Estes factos vão ter consequências profundas para todos nós, uma vez que, muito provavelmente, retiram ao PSD e à doutora Manuela Ferreira Leite qualquer hipótese de ganhar as eleições. O que significa que vamos ter o engenheiro Sócrates a chefiar os destinos do país por mais quatro anos. O que significa que, provavelmente, a ele se juntará um próximo Presidente da área socialista, a cobrir as decisões do mesmo. O que significa que, aberta ou ocultamente, vamos ter um Partido Marxista-Leninista (o Bloco, teoricamente localizado nos finais do século XIX) a influenciar as decisões governamentais. O que significa que o Estado vai continuar a ser despesista. O que significa que vamos ter os parcos recursos de que dispomos desbaratados em obras faraónicas. O que significa que, mais tarde ou mais cedo, com o próximo ou qualquer outro Governo que se lhe suceda, vamos ter os nossos impostos conduzidos para níveis por ora inimagináveis. O que significa que vamos continuar a ter falta de exigência nas nossas escolas e, por isso, que as gerações que se nos seguirão vão estar menos preparadas para cumprir o seu papel social. O que significa que a Família vai perder ainda mais a já escassa importância que presentemente tem. O que significa, sobretudo, que vamos continuar a ter um Presente sacrificado em nome de um Futuro que nunca mais chegará.

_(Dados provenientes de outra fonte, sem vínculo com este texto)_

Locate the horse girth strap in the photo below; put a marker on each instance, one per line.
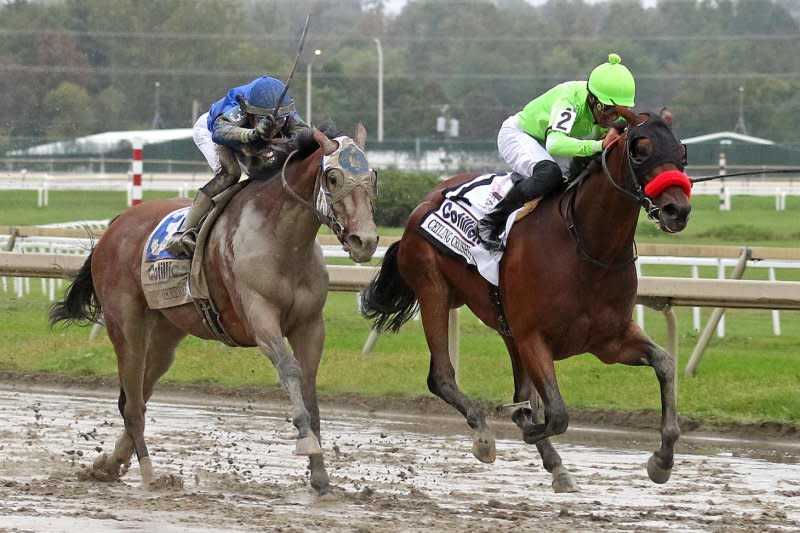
(497, 304)
(213, 321)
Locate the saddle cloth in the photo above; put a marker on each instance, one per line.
(453, 226)
(165, 278)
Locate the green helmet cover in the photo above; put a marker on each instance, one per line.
(612, 83)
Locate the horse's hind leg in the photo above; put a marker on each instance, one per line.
(528, 418)
(307, 344)
(636, 348)
(536, 358)
(139, 364)
(434, 310)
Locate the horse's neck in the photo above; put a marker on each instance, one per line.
(280, 215)
(298, 223)
(605, 218)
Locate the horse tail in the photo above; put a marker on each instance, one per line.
(80, 306)
(388, 301)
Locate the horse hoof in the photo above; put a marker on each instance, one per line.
(308, 446)
(146, 470)
(656, 472)
(562, 481)
(326, 495)
(483, 447)
(166, 482)
(102, 469)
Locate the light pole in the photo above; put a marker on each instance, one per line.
(380, 89)
(308, 85)
(157, 122)
(740, 127)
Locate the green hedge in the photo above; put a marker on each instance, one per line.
(399, 193)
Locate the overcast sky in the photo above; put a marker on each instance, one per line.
(393, 7)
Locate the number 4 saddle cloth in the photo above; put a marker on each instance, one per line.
(453, 226)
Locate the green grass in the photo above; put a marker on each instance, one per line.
(748, 376)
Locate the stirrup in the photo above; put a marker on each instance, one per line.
(182, 243)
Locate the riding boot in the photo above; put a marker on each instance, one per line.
(184, 242)
(545, 179)
(493, 223)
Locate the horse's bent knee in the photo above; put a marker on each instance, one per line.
(557, 422)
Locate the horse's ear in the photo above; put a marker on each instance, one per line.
(361, 136)
(630, 116)
(666, 116)
(328, 146)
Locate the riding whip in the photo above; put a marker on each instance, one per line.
(748, 173)
(294, 66)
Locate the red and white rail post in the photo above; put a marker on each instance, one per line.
(136, 170)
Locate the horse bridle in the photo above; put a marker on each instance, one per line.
(324, 199)
(634, 192)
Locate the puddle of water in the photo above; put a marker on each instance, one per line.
(392, 472)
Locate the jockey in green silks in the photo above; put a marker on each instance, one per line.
(571, 119)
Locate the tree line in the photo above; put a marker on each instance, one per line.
(76, 67)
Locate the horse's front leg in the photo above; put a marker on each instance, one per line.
(442, 379)
(636, 348)
(269, 339)
(527, 418)
(307, 342)
(536, 358)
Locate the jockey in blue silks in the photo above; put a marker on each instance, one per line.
(243, 129)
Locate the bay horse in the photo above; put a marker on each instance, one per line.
(567, 285)
(265, 272)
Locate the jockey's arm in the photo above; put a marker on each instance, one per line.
(559, 144)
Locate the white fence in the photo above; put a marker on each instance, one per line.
(185, 183)
(82, 246)
(659, 293)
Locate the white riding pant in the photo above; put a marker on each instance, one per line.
(203, 141)
(518, 149)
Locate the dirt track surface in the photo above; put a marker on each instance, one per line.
(393, 472)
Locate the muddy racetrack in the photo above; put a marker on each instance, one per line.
(393, 471)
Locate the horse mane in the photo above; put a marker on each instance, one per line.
(578, 164)
(305, 143)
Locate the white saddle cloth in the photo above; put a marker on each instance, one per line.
(453, 227)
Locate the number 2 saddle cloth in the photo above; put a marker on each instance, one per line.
(453, 226)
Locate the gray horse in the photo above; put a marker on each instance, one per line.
(266, 276)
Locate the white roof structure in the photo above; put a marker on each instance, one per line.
(102, 143)
(726, 136)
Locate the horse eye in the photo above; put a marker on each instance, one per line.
(335, 177)
(641, 150)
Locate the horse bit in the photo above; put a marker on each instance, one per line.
(346, 168)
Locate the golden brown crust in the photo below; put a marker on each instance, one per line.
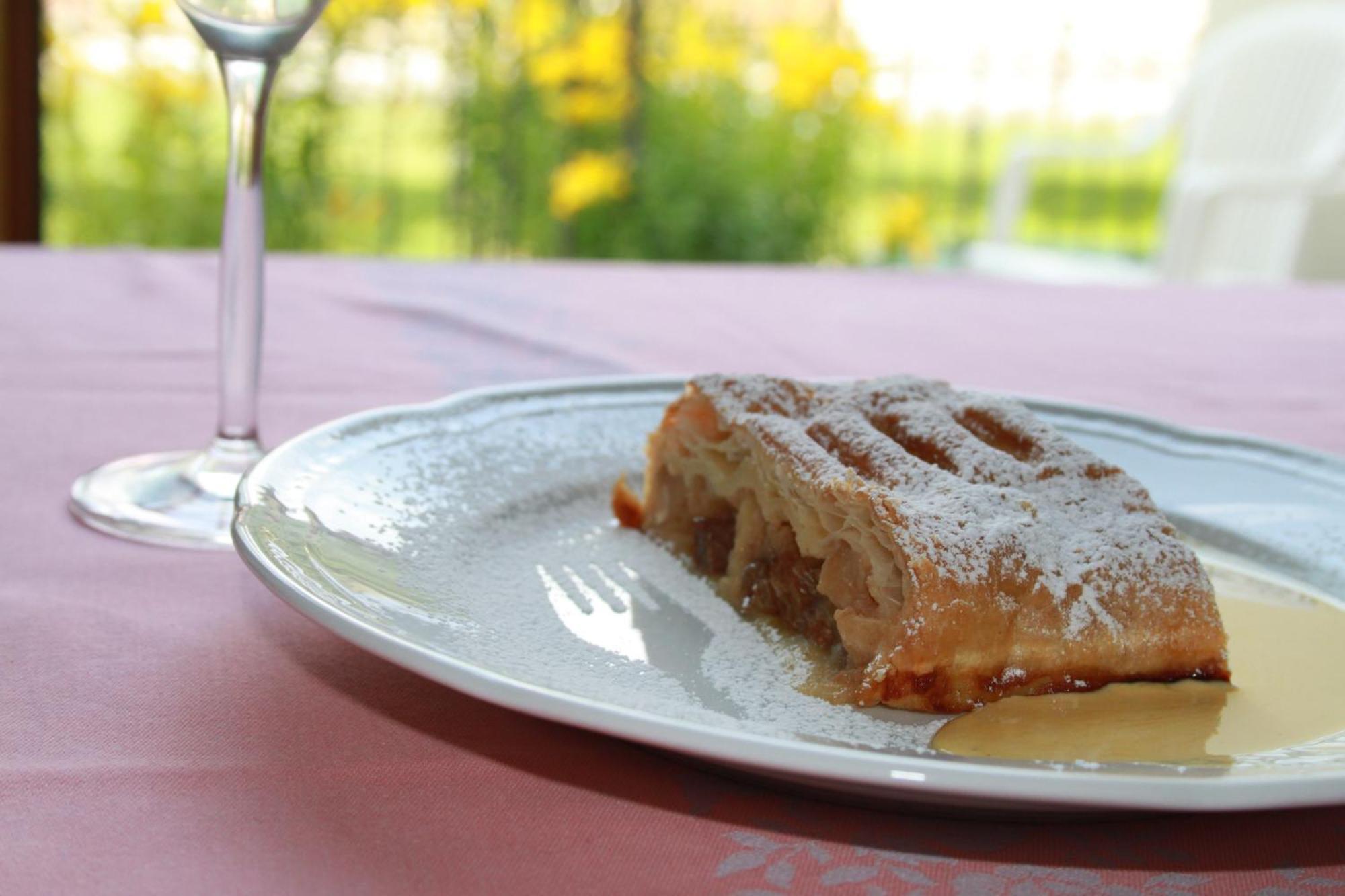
(960, 548)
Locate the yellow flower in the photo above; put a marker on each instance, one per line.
(163, 87)
(151, 14)
(696, 54)
(588, 179)
(601, 52)
(553, 68)
(905, 227)
(809, 69)
(591, 106)
(588, 75)
(536, 22)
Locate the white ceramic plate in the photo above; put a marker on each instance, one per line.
(471, 540)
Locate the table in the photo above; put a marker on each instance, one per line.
(167, 725)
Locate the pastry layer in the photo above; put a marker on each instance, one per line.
(957, 546)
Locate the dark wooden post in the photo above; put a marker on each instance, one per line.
(21, 112)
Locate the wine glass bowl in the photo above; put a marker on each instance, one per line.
(186, 498)
(252, 29)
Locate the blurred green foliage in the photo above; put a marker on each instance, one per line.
(644, 130)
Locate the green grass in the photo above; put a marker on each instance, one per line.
(380, 179)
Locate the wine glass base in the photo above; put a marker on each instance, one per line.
(174, 498)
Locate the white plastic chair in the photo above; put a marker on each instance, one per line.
(1262, 136)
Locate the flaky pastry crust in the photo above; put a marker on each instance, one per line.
(957, 546)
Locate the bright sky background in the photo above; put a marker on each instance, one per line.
(1071, 60)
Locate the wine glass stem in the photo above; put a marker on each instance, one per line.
(243, 241)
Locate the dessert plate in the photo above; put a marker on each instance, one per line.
(471, 540)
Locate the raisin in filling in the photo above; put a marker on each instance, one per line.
(785, 585)
(712, 542)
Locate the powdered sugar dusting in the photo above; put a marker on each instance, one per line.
(973, 486)
(486, 526)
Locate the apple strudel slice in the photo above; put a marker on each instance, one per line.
(954, 545)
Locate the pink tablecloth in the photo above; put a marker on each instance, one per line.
(167, 725)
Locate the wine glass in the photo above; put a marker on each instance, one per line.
(186, 498)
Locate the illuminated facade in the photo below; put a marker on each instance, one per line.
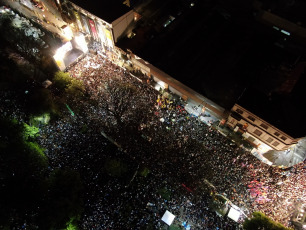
(258, 132)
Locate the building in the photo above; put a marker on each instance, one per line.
(106, 22)
(268, 122)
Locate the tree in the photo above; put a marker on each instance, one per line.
(63, 205)
(23, 167)
(125, 103)
(260, 221)
(115, 167)
(65, 84)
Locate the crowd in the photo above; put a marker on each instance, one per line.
(177, 148)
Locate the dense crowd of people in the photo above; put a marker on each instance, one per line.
(179, 150)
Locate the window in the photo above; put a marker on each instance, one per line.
(257, 132)
(239, 111)
(251, 118)
(264, 126)
(275, 143)
(269, 140)
(251, 139)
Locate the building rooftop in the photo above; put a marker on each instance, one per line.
(108, 10)
(293, 11)
(285, 112)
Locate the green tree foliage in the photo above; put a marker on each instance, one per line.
(28, 193)
(61, 80)
(41, 101)
(115, 167)
(260, 221)
(125, 103)
(64, 202)
(65, 84)
(75, 88)
(30, 131)
(22, 168)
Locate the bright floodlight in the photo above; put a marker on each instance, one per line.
(60, 54)
(234, 214)
(81, 42)
(67, 32)
(168, 218)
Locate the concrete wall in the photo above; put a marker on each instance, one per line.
(121, 24)
(178, 88)
(260, 129)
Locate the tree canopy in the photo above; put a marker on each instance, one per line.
(260, 221)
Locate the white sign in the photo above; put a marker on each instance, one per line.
(168, 218)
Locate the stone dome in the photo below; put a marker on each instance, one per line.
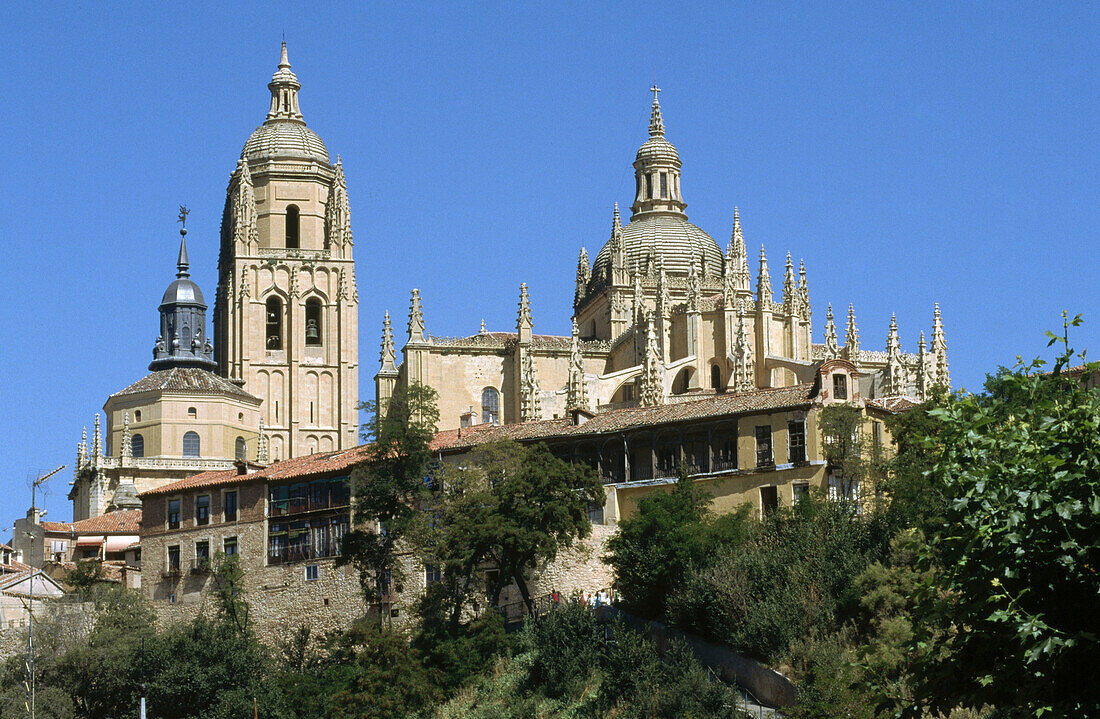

Este último é um dos aspectos que mais me atrai no discurso e nos propósitos de Manuela Ferreira Leite. Ao contrário daquilo que tenho ouvido desde a Revolução dos Cravos, Manuela fala mais no presente do que no Futuro. O Futuro é um fogo fátuo cujo uso é permanente nos políticos demagógicos. O voto que estes captam, com tal discurso, é o da esperança. Uma esperança permanentemente diluída na dureza da realidade. E, sinceramente, eu estou farto desse discurso. É evidente que não se pode nem deve comprometer o futuro com aquilo que se faz hoje. Mas nós, os que aqui estamos neste momento, temos tanto direito a ser felizes quanto as gerações vindouras. Pensamento para que se estão nas tintas os políticos que querem ter pulso livre para todos os desmandos. É que, se tudo é feito em nome do Futuro, então todas as consequências actuais daquilo que fazem não são observáveis nem sancionáveis. Manuela assumiu, deliberadamente, que queria modificar o Presente. Onde o seu principal adversário dizia que estava a salvar a Segurança Social para o ano de 2050, Manuela dizia que queria aliviar os custos actuais com a Segurança Social já. Onde aquele distribuía computadores – num negócio chorudo para uma empresa amiga – ela dizia que queria aumento da exigência escolar já. Onde aquele dizia que queria um TGV a ligar Porto com Lisboa, ganhando quinze minutos de viagem, ela dizia que queria ajudar as pequenas empresas a empregar mais gente já. Onde aquele prometia mundos e fundos, mais mundos que fundos, ela dizia que não prometia o que não sabia se podia cumprir. E, ao ouvi-la, eu sentia a minha inteligência bem tratada, com o respeito de quem não se diz político de qualidade única numa inteira geração. A minha desolação também tem a ver com isto. Vou continuar a ser tratado como um esvaziado mental, incapaz de fazer uma simples soma de dois mais dois sem a ajuda do “Magalhães”.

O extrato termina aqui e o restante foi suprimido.